Vielleicht die letzte Billigticket-Aktion
"Nach der riesigen PR-Aktion im Vorfeld und angesichts der verlockenden Ticketpreise kann der große Andrang die Unternehmen nicht überrascht haben." Sehr wahrscheinlich werden die Verbraucherzentralen Lidl auf Unterlassung verklagen. Wenn sie Erfolg haben, wird die Billigticket-Aktion vom Donnerstag die erste und zugleich letzte in dieser Form gewesen sein. In jedem Fall muss Lidl mit einer Abmahnung der Zentrale zur Bekämpfung des unlauteren Wettbewerbs rechnen, wie deren Geschäftsführer am Freitag ankündigte.

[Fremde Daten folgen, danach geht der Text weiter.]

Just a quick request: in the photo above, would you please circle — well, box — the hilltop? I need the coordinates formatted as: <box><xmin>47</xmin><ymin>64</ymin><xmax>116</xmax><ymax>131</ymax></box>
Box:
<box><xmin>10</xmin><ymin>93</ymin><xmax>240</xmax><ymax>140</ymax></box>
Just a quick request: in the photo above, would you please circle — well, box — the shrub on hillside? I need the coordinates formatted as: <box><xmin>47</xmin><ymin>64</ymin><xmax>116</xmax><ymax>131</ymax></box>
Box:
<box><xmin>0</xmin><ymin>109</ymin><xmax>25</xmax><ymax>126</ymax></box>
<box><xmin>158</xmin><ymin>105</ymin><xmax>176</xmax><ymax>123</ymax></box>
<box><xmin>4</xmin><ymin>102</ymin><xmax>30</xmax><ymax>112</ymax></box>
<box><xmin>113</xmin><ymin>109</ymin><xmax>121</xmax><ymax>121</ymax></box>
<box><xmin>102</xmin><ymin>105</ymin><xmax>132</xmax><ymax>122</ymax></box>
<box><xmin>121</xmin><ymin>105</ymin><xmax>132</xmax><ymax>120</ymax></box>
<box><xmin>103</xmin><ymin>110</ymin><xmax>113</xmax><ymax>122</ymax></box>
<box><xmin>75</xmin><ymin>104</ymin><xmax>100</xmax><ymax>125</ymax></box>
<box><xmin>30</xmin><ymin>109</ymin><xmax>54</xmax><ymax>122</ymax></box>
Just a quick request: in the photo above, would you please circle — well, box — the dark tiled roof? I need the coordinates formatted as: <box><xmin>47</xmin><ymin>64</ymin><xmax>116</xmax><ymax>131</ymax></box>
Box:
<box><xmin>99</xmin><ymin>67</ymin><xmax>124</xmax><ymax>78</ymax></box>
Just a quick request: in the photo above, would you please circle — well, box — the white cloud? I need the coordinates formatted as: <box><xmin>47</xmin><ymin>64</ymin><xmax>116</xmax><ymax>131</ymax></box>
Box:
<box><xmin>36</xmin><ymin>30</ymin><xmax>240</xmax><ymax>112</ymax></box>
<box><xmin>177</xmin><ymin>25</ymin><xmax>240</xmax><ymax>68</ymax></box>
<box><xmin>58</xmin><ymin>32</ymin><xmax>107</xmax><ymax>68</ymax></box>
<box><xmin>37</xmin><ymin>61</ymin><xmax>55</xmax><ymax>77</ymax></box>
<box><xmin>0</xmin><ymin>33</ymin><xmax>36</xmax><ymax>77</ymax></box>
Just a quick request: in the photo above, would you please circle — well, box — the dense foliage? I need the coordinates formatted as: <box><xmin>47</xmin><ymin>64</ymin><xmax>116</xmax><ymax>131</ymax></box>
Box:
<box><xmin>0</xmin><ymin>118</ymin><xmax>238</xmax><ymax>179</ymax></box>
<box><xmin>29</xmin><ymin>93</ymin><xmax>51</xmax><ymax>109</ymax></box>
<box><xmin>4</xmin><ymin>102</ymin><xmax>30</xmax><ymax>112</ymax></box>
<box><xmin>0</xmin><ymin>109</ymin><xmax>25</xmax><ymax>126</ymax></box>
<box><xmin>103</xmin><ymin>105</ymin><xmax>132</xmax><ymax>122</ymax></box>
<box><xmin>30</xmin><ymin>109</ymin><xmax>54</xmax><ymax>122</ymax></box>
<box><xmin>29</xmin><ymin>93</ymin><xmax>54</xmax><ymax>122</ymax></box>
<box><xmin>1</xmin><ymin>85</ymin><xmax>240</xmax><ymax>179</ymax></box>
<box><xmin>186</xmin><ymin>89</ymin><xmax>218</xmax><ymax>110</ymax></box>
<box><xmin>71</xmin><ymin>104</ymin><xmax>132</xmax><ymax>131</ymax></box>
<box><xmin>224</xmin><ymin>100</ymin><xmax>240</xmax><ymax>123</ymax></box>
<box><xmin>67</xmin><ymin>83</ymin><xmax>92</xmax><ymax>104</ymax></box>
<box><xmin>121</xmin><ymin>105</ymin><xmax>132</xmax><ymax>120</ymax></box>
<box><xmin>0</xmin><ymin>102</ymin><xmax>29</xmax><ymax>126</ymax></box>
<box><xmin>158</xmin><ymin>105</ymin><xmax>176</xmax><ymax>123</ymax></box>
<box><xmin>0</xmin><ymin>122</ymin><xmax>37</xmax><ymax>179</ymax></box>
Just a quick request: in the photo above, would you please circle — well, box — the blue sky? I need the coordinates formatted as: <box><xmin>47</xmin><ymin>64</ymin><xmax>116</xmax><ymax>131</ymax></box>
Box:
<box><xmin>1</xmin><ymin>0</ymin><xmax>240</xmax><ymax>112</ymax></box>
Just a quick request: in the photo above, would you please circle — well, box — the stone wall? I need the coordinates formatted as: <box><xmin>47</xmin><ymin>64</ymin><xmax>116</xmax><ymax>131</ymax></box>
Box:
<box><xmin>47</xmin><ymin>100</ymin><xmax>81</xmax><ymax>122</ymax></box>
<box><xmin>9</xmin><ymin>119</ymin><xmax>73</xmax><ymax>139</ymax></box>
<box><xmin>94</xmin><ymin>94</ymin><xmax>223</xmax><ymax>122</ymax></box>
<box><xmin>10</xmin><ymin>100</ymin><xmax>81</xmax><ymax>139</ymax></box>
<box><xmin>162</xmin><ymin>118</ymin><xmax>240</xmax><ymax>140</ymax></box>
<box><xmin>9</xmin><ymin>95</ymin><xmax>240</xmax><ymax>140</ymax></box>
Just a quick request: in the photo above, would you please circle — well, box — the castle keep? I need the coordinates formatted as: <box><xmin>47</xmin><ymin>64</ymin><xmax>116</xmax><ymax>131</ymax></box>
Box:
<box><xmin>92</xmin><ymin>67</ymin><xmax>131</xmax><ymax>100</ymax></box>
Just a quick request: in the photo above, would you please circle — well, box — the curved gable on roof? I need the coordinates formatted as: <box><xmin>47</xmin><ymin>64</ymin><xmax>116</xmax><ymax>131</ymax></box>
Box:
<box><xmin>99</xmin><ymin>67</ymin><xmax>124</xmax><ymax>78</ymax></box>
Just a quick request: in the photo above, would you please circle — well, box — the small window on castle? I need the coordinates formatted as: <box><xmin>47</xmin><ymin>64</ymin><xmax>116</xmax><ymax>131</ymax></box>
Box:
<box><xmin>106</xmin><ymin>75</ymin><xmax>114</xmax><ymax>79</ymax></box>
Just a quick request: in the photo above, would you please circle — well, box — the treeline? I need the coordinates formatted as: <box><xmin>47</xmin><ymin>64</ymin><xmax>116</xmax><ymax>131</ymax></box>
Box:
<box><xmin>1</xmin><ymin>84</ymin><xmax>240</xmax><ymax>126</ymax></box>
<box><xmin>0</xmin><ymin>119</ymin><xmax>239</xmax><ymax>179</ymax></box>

Die Listen, auf die sich die Verlierer des großen Ticket-Runs am Donnerstag eingetragen haben, sieht Verbraucherschützer Braunmühl als Trick, die Kunden ohne große Aufregung wieder aus dem Laden zu bekommen.
Besorgnis der Kunden um ihre Daten
Ein Lidl-Sprecher widersprach dieser Auffassung: "Die Listen entsprangen dem ernsthaften Bemühen, den enttäuschten Kunden doch noch ein Ticket zu besorgen." Was nun mit den vielen Tausend Kundendaten geschehen soll, die Lidl mit der Aktion eingesammelt hat, ist unklar. "Wir wissen, dass sehr viele Menschen darüber besorgt sind, was nun mit ihren Angaben geschieht", sagte der Lidl-Sprecher. Die Verbraucherschützer fordern, die Adressen aus datenschutzrechtlichen Gründen zu vernichten.

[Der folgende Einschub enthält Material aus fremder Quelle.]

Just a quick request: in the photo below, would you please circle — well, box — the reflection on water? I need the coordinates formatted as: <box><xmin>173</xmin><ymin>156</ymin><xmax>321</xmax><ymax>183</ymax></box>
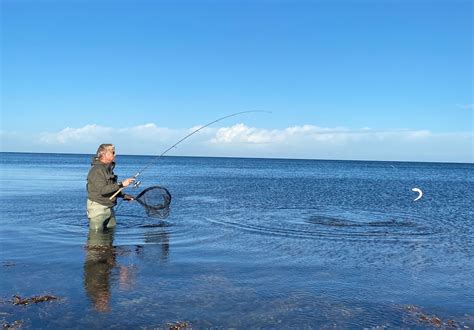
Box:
<box><xmin>84</xmin><ymin>229</ymin><xmax>119</xmax><ymax>313</ymax></box>
<box><xmin>83</xmin><ymin>227</ymin><xmax>171</xmax><ymax>312</ymax></box>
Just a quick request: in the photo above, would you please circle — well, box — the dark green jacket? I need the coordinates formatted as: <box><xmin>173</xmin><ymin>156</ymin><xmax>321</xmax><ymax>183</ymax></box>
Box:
<box><xmin>87</xmin><ymin>158</ymin><xmax>123</xmax><ymax>207</ymax></box>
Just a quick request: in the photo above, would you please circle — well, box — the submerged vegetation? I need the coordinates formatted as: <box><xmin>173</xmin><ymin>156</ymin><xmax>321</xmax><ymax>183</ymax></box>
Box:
<box><xmin>12</xmin><ymin>295</ymin><xmax>58</xmax><ymax>306</ymax></box>
<box><xmin>405</xmin><ymin>305</ymin><xmax>462</xmax><ymax>328</ymax></box>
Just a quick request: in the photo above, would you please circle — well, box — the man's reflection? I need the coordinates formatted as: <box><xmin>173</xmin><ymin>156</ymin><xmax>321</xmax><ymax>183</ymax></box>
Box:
<box><xmin>83</xmin><ymin>229</ymin><xmax>117</xmax><ymax>312</ymax></box>
<box><xmin>83</xmin><ymin>227</ymin><xmax>171</xmax><ymax>312</ymax></box>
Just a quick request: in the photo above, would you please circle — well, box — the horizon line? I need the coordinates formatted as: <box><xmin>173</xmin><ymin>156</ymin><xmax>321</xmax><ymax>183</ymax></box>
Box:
<box><xmin>1</xmin><ymin>150</ymin><xmax>472</xmax><ymax>165</ymax></box>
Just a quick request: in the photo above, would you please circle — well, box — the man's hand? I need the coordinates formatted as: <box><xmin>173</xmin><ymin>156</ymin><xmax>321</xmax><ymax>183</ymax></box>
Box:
<box><xmin>121</xmin><ymin>177</ymin><xmax>136</xmax><ymax>187</ymax></box>
<box><xmin>123</xmin><ymin>194</ymin><xmax>134</xmax><ymax>201</ymax></box>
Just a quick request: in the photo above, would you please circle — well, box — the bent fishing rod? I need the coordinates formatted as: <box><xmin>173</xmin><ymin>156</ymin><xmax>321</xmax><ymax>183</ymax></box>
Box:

Für ein gutes Marketing auch nach der PR-Aktion wäre die Vernichtung der Listen genau das Falsche, sagt Matthias Jahn, Geschäftsführer der Werbeagentur Foote, Cone & Belding (FCB). "Wenn die Bahn schon so viele enttäuscht hat, sollte sie die Listen nutzen, um diesen Kunden doch noch etwas anzubieten. Einen Gutschein, zum Beispiel", sagt Jahn. "Was jetzt nicht passieren darf, ist, dass gar nichts passiert", sagt der FCB-Experte.

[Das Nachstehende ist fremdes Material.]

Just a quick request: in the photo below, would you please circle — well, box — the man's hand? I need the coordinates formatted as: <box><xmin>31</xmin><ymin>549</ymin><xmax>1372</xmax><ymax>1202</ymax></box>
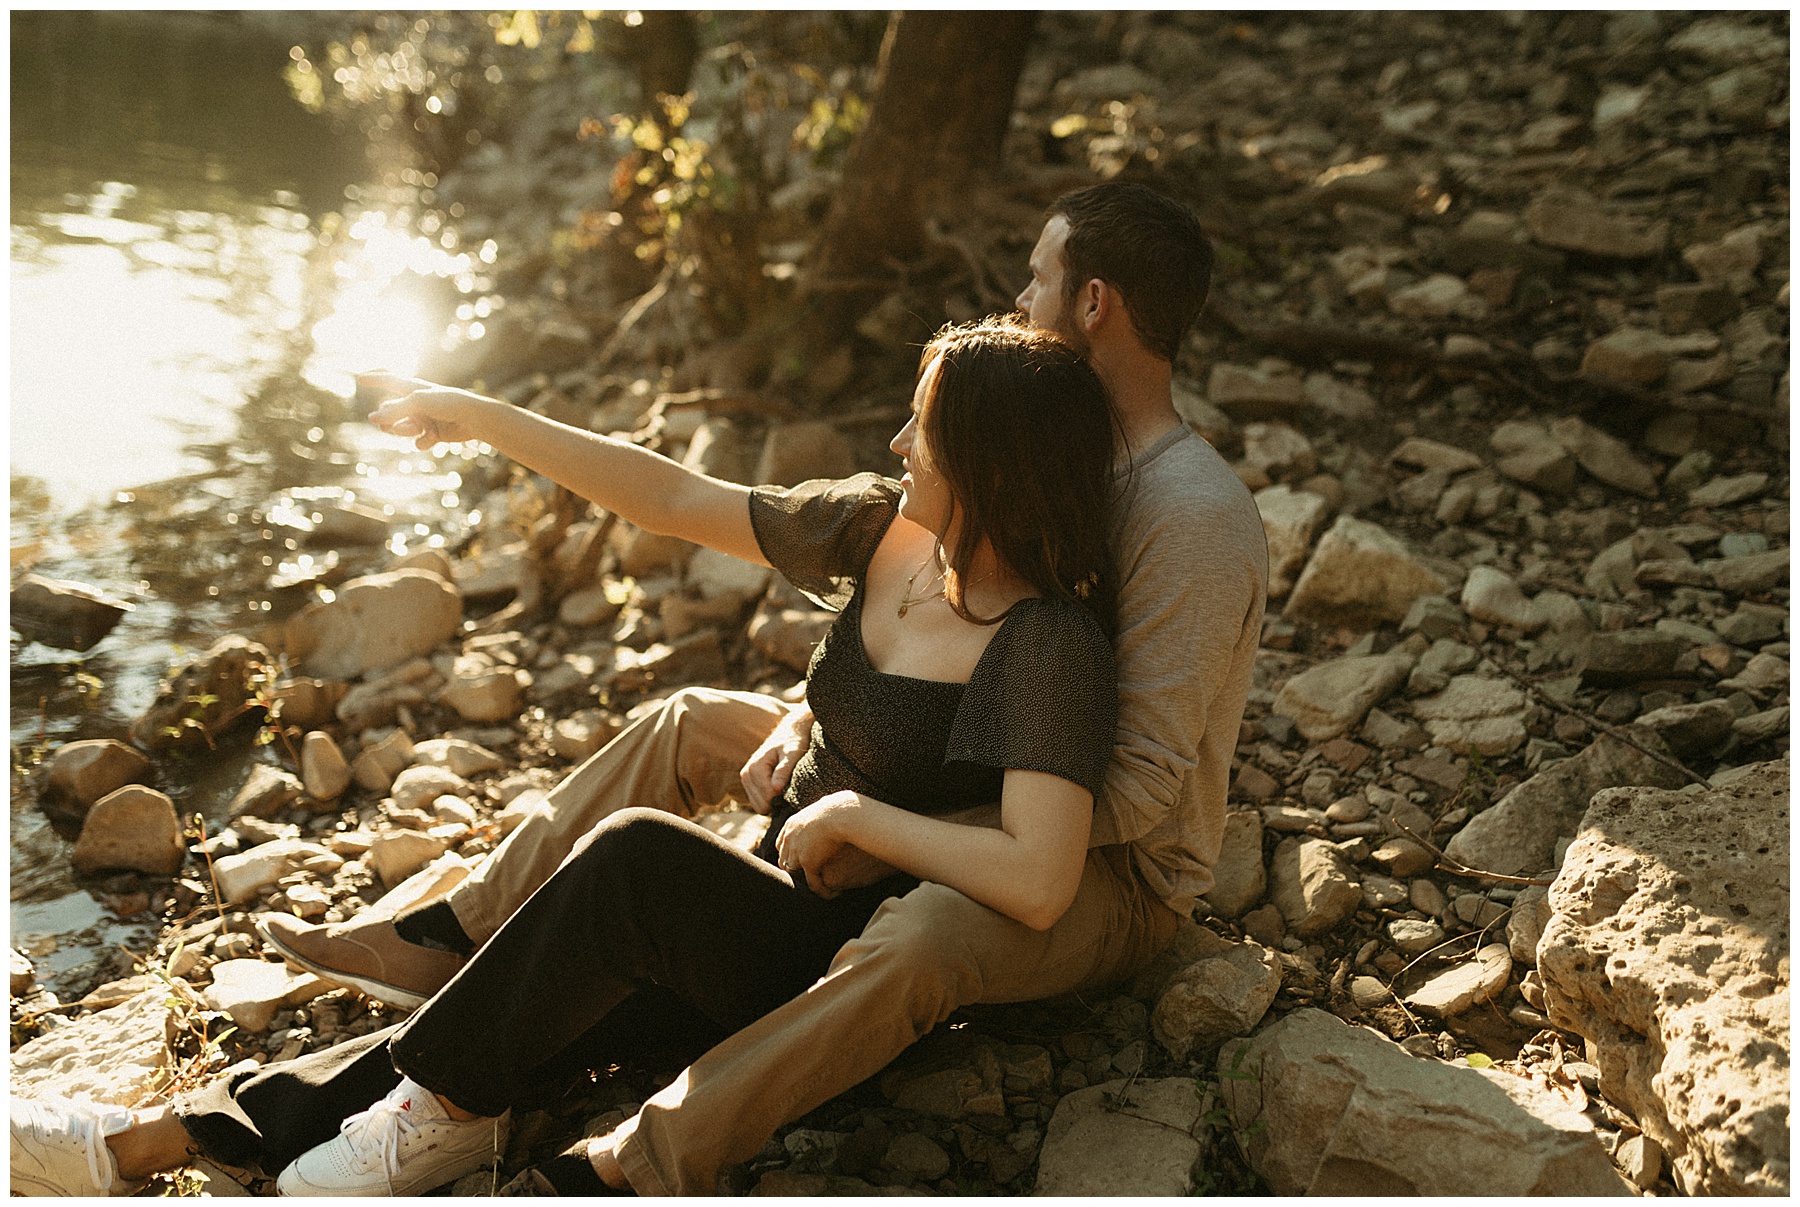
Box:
<box><xmin>740</xmin><ymin>705</ymin><xmax>814</xmax><ymax>815</ymax></box>
<box><xmin>359</xmin><ymin>371</ymin><xmax>486</xmax><ymax>449</ymax></box>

Bahn erzielt keinen Imagegewinn
Überhaupt sieht er die Bahn nicht als großen Gewinner der Discounter-Aktion. "Viele von denen, die schon vorher Bahn-Frustrierte waren, sind es seit Donnerstag noch mehr." Zu einem echten Erfolg für die Bahn könne die Aktion aber doch noch werden, wenn die Lidl-Tickets selbst zur Marke gemacht und regelmäßig angeboten würden. Das aber hat Bahn-Chef Mehdorn noch am Donnerstagabend kategorisch ausgeschlossen.